I know that by giving up dieting I will eventually lose weight because eating in and of itself does not cause weight gain, overeating and binging does though. But I am not concerned with that right now. Weight loss will come when it comes, if ever, and in the meantime I have to live with the person I am right now. But it can only get better b/c I feel amazing when I dont binge, and I only binge when I try to limit, therefore i will feel better immediately when I stop doing that. I should mention that so far today has gone totally different than a normal day. I got up started to make eggs and chicken bacon and my dad finished the cooking while I got ready for school. By the time I was ready I sat down and didn't really want it. I ate almost a whole egg and few bites of the chicken bacon, but it just had no appeal. I onlly had one hour of class so i quickly threw in my bad a nectarine and an apple. I was going to get a muffin near school, but they looked kinda stale so I passed and had the fruit. Went to the bakery when I was coming back home, got a bunch of stuff, and came home - didnt even eat right away, but when I eventually did I only had one freakin' sandwich. This is coming from a girl who eats everything when she can. But all day I refused to think about diet or food or exercise and suddenly it lost its control on me. I didnt not eat more b/c i want to "lose weight", I didnt eat more right then because I knew I can go back in one hour or whenever I am hungry again. I also got a free pound cake from the bakery which is still untouched. I know I will have a piece I'm sure, but when I really feel like it, which just isnt right now.

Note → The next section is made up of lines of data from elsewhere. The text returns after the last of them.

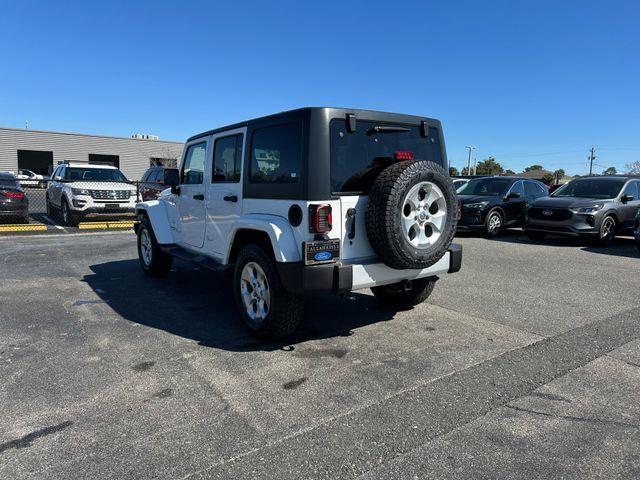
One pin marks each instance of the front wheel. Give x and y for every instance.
(154, 262)
(607, 231)
(493, 224)
(404, 295)
(268, 311)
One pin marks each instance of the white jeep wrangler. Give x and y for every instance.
(314, 200)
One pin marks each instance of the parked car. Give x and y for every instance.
(27, 178)
(79, 189)
(14, 204)
(369, 206)
(636, 230)
(597, 207)
(490, 204)
(155, 180)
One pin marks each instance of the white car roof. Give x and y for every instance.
(90, 165)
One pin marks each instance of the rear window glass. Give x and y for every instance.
(355, 157)
(591, 188)
(276, 154)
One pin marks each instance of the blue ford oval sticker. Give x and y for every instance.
(322, 256)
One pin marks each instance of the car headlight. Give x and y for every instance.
(591, 209)
(476, 206)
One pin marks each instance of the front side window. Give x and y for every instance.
(276, 154)
(227, 159)
(492, 187)
(193, 167)
(599, 188)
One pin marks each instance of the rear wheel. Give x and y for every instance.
(404, 295)
(607, 231)
(67, 216)
(268, 311)
(154, 262)
(493, 224)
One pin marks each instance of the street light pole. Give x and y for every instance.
(470, 148)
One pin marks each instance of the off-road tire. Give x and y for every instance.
(161, 262)
(384, 214)
(285, 310)
(488, 231)
(605, 241)
(395, 296)
(536, 236)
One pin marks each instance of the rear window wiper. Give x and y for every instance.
(386, 129)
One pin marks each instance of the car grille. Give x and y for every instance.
(542, 213)
(110, 194)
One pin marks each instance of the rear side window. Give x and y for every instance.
(356, 157)
(532, 189)
(276, 154)
(193, 167)
(227, 159)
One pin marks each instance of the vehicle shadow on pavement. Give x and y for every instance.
(621, 246)
(198, 304)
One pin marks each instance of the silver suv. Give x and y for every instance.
(594, 207)
(78, 189)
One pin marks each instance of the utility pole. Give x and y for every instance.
(470, 148)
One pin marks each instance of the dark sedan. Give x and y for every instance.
(14, 205)
(491, 204)
(155, 180)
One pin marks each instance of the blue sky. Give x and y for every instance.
(527, 82)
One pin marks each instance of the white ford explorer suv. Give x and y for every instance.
(79, 189)
(315, 200)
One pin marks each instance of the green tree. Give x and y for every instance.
(547, 179)
(489, 166)
(557, 175)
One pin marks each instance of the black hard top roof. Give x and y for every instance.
(333, 112)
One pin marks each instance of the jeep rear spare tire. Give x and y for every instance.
(411, 217)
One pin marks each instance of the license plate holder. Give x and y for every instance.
(321, 251)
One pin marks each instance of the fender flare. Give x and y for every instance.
(283, 240)
(157, 214)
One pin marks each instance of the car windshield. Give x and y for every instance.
(8, 180)
(357, 156)
(95, 174)
(591, 188)
(491, 187)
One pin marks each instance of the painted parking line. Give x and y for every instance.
(35, 227)
(104, 225)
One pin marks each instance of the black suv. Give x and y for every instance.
(597, 207)
(491, 204)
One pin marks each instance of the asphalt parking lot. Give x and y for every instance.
(526, 364)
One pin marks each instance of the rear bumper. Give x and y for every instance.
(340, 278)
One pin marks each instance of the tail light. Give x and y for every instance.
(11, 194)
(320, 219)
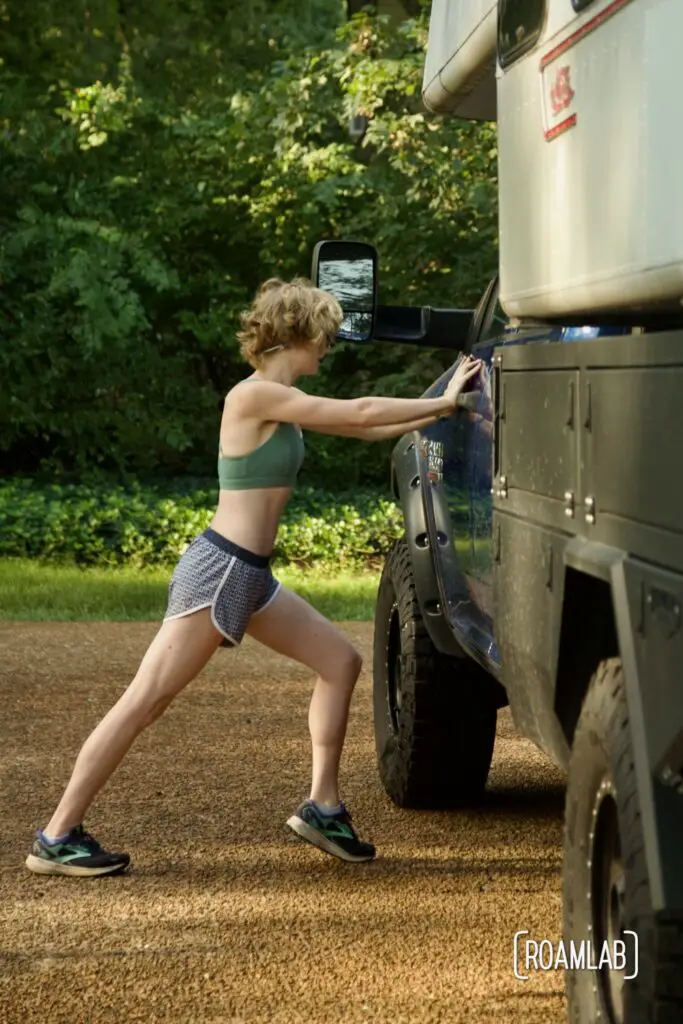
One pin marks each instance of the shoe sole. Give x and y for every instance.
(304, 830)
(40, 866)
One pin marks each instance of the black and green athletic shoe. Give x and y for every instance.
(333, 833)
(77, 854)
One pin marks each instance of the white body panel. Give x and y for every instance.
(460, 71)
(592, 220)
(590, 152)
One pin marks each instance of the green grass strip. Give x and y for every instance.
(32, 591)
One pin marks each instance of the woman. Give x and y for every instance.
(222, 586)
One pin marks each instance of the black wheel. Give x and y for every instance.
(434, 715)
(606, 890)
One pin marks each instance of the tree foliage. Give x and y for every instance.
(158, 162)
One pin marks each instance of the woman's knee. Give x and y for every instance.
(348, 666)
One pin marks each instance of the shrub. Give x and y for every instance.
(139, 524)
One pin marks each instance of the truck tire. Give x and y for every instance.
(434, 715)
(606, 889)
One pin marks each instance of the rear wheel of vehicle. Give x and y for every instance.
(434, 715)
(606, 890)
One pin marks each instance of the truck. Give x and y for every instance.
(542, 562)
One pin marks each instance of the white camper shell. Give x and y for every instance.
(590, 144)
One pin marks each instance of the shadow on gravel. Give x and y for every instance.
(529, 802)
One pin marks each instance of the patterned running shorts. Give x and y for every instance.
(216, 573)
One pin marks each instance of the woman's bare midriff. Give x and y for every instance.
(250, 518)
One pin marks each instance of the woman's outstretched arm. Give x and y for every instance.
(270, 401)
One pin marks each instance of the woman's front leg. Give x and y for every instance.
(292, 627)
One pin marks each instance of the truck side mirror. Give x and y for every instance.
(348, 270)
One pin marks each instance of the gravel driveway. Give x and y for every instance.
(224, 915)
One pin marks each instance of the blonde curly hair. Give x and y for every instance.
(290, 314)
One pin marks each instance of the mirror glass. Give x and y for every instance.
(352, 284)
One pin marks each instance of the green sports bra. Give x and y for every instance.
(273, 464)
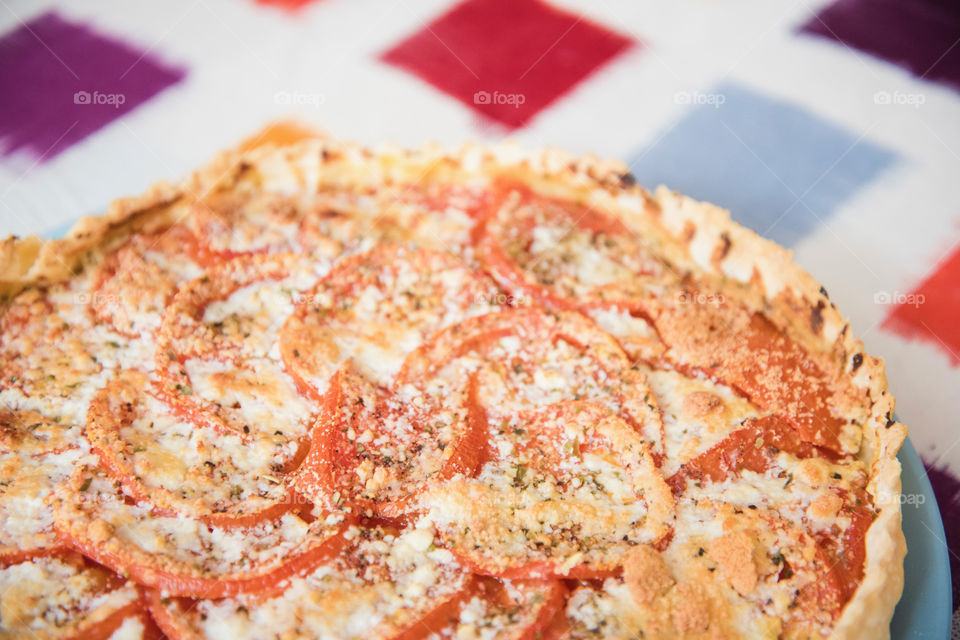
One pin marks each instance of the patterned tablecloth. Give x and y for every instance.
(833, 128)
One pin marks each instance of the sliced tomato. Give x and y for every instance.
(376, 572)
(183, 556)
(431, 215)
(104, 629)
(519, 610)
(36, 462)
(747, 352)
(40, 355)
(839, 561)
(186, 468)
(62, 595)
(525, 358)
(752, 447)
(573, 257)
(134, 283)
(372, 452)
(376, 307)
(565, 254)
(231, 224)
(569, 489)
(215, 358)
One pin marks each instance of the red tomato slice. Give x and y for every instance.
(36, 454)
(431, 215)
(839, 562)
(185, 468)
(530, 357)
(573, 257)
(215, 357)
(134, 283)
(183, 556)
(39, 353)
(747, 352)
(372, 452)
(752, 447)
(375, 573)
(565, 254)
(519, 610)
(376, 307)
(234, 224)
(569, 489)
(62, 595)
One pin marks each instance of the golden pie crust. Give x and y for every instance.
(697, 239)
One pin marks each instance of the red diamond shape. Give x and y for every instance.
(931, 310)
(507, 59)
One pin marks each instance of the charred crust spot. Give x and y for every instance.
(857, 361)
(816, 317)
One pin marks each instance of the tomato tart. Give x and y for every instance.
(321, 391)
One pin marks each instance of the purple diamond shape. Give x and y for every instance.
(62, 81)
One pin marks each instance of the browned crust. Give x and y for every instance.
(694, 236)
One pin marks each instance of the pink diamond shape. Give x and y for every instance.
(930, 311)
(507, 59)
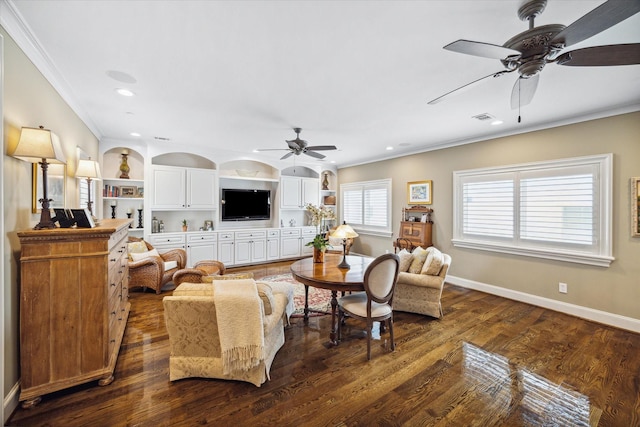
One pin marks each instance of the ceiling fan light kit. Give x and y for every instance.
(530, 51)
(299, 146)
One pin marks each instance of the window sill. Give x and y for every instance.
(567, 256)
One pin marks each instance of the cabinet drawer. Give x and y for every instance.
(257, 234)
(166, 239)
(290, 232)
(225, 235)
(199, 238)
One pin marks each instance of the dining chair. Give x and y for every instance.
(376, 302)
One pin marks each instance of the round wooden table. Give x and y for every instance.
(327, 275)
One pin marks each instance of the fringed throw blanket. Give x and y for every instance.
(240, 325)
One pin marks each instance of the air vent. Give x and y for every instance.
(483, 117)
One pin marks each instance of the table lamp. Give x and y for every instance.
(89, 169)
(344, 232)
(40, 146)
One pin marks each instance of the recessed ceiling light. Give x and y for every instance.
(124, 92)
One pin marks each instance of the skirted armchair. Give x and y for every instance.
(229, 329)
(421, 280)
(150, 269)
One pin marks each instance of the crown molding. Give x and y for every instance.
(14, 24)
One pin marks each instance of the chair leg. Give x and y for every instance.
(393, 343)
(369, 329)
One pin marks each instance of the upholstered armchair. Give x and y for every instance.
(208, 340)
(419, 286)
(150, 269)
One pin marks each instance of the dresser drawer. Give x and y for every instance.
(200, 238)
(256, 234)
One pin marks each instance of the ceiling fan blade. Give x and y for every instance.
(322, 147)
(485, 50)
(616, 54)
(523, 91)
(314, 154)
(293, 144)
(467, 86)
(599, 19)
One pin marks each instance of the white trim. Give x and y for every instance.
(13, 22)
(599, 316)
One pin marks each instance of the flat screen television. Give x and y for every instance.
(245, 205)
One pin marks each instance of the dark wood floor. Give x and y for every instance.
(489, 362)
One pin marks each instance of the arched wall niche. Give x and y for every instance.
(186, 160)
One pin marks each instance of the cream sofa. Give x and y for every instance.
(420, 291)
(195, 335)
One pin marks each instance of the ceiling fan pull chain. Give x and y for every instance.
(519, 80)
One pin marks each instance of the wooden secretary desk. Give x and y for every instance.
(414, 233)
(74, 305)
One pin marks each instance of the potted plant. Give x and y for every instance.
(319, 242)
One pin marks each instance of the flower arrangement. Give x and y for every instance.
(317, 215)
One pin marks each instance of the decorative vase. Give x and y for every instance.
(318, 255)
(124, 166)
(325, 181)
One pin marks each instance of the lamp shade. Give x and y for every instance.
(36, 144)
(344, 231)
(88, 169)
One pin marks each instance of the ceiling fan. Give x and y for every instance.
(299, 146)
(529, 51)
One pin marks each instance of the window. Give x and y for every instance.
(556, 209)
(366, 206)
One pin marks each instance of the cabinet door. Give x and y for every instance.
(168, 190)
(291, 196)
(243, 251)
(225, 253)
(201, 252)
(201, 189)
(259, 250)
(310, 191)
(289, 247)
(273, 248)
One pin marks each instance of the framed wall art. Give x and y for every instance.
(419, 192)
(56, 186)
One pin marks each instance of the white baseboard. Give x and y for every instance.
(11, 402)
(599, 316)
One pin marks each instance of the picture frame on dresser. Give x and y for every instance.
(419, 192)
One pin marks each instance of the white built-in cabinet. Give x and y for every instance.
(296, 192)
(183, 188)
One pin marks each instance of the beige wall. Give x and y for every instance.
(29, 100)
(614, 290)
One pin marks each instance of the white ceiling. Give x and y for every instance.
(232, 76)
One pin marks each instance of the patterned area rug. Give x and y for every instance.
(319, 299)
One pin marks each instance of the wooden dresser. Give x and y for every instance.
(74, 305)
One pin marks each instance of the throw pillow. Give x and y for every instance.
(418, 256)
(193, 290)
(433, 263)
(137, 256)
(136, 247)
(405, 260)
(266, 295)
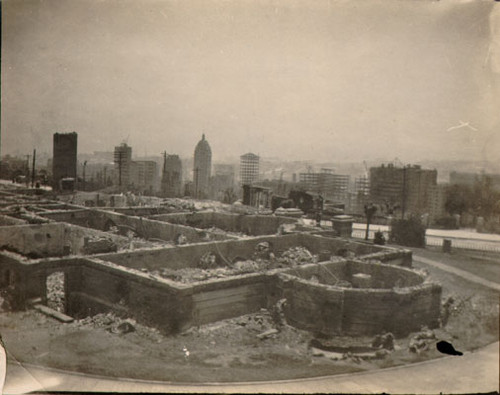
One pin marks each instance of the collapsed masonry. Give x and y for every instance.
(330, 285)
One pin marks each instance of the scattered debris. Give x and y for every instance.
(268, 333)
(55, 291)
(384, 341)
(53, 313)
(98, 244)
(421, 341)
(123, 328)
(208, 261)
(208, 265)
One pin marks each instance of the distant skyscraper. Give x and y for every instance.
(123, 160)
(171, 181)
(249, 168)
(202, 168)
(409, 188)
(64, 157)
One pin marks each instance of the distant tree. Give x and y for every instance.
(458, 199)
(485, 199)
(370, 210)
(408, 232)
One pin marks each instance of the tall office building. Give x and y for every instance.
(202, 168)
(410, 188)
(64, 158)
(123, 162)
(249, 168)
(327, 183)
(171, 180)
(144, 176)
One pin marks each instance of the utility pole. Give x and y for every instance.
(84, 166)
(196, 171)
(33, 170)
(28, 170)
(403, 203)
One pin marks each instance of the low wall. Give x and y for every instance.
(143, 227)
(6, 220)
(227, 251)
(189, 255)
(333, 310)
(253, 225)
(33, 240)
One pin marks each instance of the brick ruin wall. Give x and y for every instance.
(95, 285)
(252, 225)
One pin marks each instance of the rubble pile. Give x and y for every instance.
(210, 266)
(98, 244)
(422, 341)
(55, 291)
(178, 205)
(296, 256)
(118, 325)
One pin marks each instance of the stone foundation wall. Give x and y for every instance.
(253, 225)
(35, 240)
(348, 311)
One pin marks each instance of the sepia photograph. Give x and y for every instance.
(250, 196)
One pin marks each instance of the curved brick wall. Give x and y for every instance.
(334, 310)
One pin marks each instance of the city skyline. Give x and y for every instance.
(330, 81)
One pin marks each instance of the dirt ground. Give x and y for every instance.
(232, 351)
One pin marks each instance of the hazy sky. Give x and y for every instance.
(297, 79)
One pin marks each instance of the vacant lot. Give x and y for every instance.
(232, 350)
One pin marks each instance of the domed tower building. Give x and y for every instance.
(202, 168)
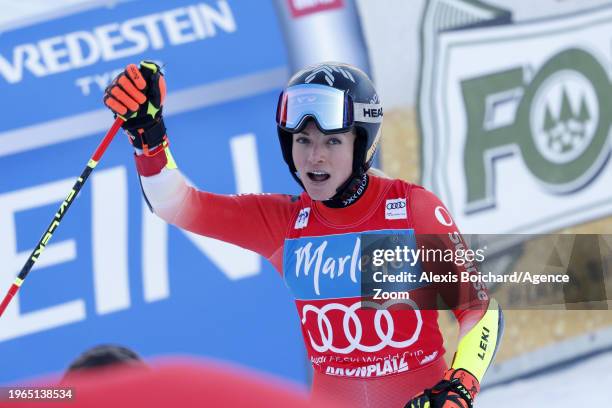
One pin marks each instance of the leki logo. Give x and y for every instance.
(557, 126)
(328, 72)
(300, 8)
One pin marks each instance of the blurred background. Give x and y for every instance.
(499, 107)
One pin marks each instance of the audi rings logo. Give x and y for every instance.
(396, 205)
(395, 209)
(351, 318)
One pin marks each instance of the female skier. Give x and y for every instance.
(328, 120)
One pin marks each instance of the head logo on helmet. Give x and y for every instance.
(359, 105)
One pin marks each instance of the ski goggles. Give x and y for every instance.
(333, 109)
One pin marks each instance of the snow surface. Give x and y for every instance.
(580, 385)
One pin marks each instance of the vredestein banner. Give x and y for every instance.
(515, 118)
(114, 272)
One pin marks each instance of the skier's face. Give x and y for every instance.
(323, 161)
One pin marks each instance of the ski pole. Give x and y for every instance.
(44, 240)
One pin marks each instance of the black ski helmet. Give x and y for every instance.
(365, 118)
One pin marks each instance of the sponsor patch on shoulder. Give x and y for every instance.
(395, 209)
(302, 219)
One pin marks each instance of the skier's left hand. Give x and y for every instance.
(457, 389)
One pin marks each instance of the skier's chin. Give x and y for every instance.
(320, 191)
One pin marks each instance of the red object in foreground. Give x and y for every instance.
(46, 237)
(179, 384)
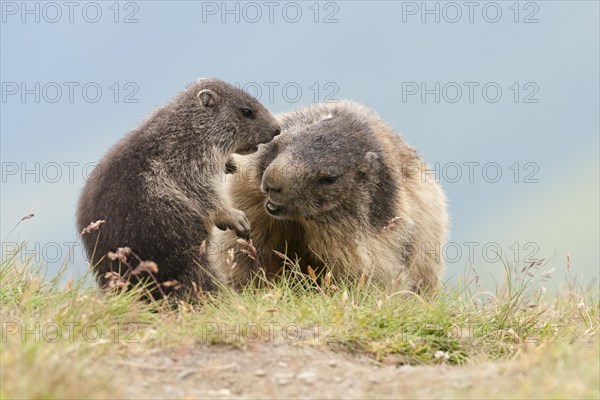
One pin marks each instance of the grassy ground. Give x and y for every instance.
(56, 336)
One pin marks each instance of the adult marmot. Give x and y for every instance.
(158, 189)
(338, 190)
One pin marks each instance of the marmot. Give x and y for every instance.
(340, 190)
(159, 188)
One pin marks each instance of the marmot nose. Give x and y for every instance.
(269, 187)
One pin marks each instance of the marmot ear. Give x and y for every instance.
(370, 161)
(207, 97)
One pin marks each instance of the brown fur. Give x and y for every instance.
(350, 197)
(159, 188)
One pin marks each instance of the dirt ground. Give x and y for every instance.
(272, 370)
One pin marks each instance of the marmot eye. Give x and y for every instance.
(327, 180)
(246, 112)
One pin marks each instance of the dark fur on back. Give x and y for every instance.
(158, 188)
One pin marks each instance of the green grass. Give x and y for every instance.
(53, 333)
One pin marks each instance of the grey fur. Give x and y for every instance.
(346, 194)
(158, 189)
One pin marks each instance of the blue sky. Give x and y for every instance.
(496, 88)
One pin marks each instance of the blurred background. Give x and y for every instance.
(500, 98)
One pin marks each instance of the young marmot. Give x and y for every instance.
(159, 188)
(340, 191)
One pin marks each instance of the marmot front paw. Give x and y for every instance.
(237, 221)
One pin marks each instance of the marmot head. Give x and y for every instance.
(236, 121)
(330, 169)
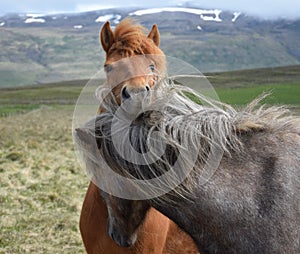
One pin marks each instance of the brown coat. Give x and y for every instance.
(158, 235)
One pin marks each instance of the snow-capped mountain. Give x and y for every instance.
(66, 46)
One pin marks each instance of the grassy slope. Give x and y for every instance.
(41, 184)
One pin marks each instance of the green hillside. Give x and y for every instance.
(236, 88)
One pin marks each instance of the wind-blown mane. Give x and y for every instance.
(185, 128)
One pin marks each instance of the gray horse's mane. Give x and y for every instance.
(176, 124)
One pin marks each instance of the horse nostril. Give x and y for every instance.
(125, 94)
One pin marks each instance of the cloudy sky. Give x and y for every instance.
(264, 8)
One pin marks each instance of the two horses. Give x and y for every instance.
(157, 234)
(240, 193)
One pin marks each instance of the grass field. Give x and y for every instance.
(41, 184)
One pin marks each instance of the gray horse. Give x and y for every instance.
(250, 201)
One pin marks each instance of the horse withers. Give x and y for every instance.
(250, 204)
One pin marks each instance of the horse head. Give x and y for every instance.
(134, 62)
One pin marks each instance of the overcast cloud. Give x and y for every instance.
(263, 8)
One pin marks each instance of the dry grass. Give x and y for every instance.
(41, 185)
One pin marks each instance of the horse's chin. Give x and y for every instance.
(124, 242)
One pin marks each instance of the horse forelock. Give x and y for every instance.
(131, 39)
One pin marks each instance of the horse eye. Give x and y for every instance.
(152, 67)
(107, 68)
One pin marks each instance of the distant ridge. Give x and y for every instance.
(49, 48)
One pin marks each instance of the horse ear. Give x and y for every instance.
(154, 35)
(106, 36)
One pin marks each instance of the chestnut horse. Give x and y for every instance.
(158, 234)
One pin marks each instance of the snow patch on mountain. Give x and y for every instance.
(235, 16)
(34, 20)
(207, 15)
(115, 18)
(78, 26)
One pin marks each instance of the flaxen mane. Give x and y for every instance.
(184, 127)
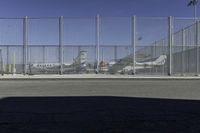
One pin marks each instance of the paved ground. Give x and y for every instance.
(99, 106)
(175, 89)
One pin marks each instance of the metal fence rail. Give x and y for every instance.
(110, 45)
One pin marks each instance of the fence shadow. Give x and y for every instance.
(98, 114)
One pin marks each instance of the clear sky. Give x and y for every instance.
(51, 8)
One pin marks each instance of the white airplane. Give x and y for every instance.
(79, 63)
(125, 66)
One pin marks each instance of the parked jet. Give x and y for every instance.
(79, 64)
(125, 66)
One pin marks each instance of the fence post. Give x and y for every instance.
(97, 42)
(183, 51)
(133, 42)
(170, 44)
(25, 43)
(197, 46)
(61, 44)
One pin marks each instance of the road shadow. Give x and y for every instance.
(98, 115)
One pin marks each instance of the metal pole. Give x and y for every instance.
(197, 47)
(97, 41)
(133, 42)
(183, 51)
(25, 43)
(170, 44)
(61, 44)
(115, 52)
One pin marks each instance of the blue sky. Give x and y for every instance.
(49, 8)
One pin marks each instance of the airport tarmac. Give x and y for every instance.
(171, 89)
(99, 106)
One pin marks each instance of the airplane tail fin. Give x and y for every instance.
(161, 60)
(81, 58)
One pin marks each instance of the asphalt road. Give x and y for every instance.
(173, 89)
(100, 106)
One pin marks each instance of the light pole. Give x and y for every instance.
(196, 26)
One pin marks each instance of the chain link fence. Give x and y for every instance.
(109, 45)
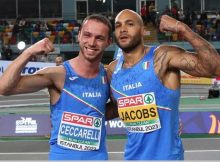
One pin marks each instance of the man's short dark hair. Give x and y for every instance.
(99, 18)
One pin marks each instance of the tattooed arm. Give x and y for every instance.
(204, 62)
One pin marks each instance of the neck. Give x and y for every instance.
(134, 56)
(84, 68)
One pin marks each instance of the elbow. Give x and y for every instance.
(4, 91)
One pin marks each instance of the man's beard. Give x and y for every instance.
(131, 46)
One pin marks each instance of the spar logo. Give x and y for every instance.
(149, 98)
(138, 100)
(78, 119)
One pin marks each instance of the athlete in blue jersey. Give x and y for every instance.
(145, 84)
(78, 92)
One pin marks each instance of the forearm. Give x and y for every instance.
(12, 74)
(208, 57)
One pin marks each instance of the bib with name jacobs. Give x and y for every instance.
(139, 113)
(79, 132)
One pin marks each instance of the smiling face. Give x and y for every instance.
(129, 30)
(93, 39)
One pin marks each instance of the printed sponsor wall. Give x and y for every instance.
(30, 68)
(188, 79)
(39, 125)
(25, 125)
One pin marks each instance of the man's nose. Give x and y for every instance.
(92, 41)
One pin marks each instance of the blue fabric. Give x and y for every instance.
(85, 97)
(161, 144)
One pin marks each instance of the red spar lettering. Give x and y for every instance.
(78, 119)
(130, 101)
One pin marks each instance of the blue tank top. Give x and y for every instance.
(78, 118)
(137, 90)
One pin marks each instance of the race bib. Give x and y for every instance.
(139, 113)
(79, 132)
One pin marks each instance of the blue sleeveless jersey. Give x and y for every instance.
(163, 143)
(78, 118)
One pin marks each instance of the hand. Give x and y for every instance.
(42, 47)
(168, 23)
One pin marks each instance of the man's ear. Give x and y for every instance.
(109, 41)
(79, 34)
(143, 31)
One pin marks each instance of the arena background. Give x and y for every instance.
(24, 119)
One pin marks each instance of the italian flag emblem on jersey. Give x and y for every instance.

I understand that you guys are not at this frustration point, really a breaking point, where you need to let it go. You may never reach this point. And as long as things are working out for you and going according to plan and you don't mind doing it - all the power to you and there is no reason to change it. I am not saying this to try and influence any of you out of a diet lifestyle. I absolutely never impose my views on someone else, but you mean a lot to me and I want you to understand why I am giving up on it.
I apologize profusely for the way too lengthly post. I just want you to know that I am not leaving forever, and I will most certainly keep in touch, but for the sake of my sanity and my happiness, I am ready to move on to a phase in my life that does not revolve around or involve weight loss.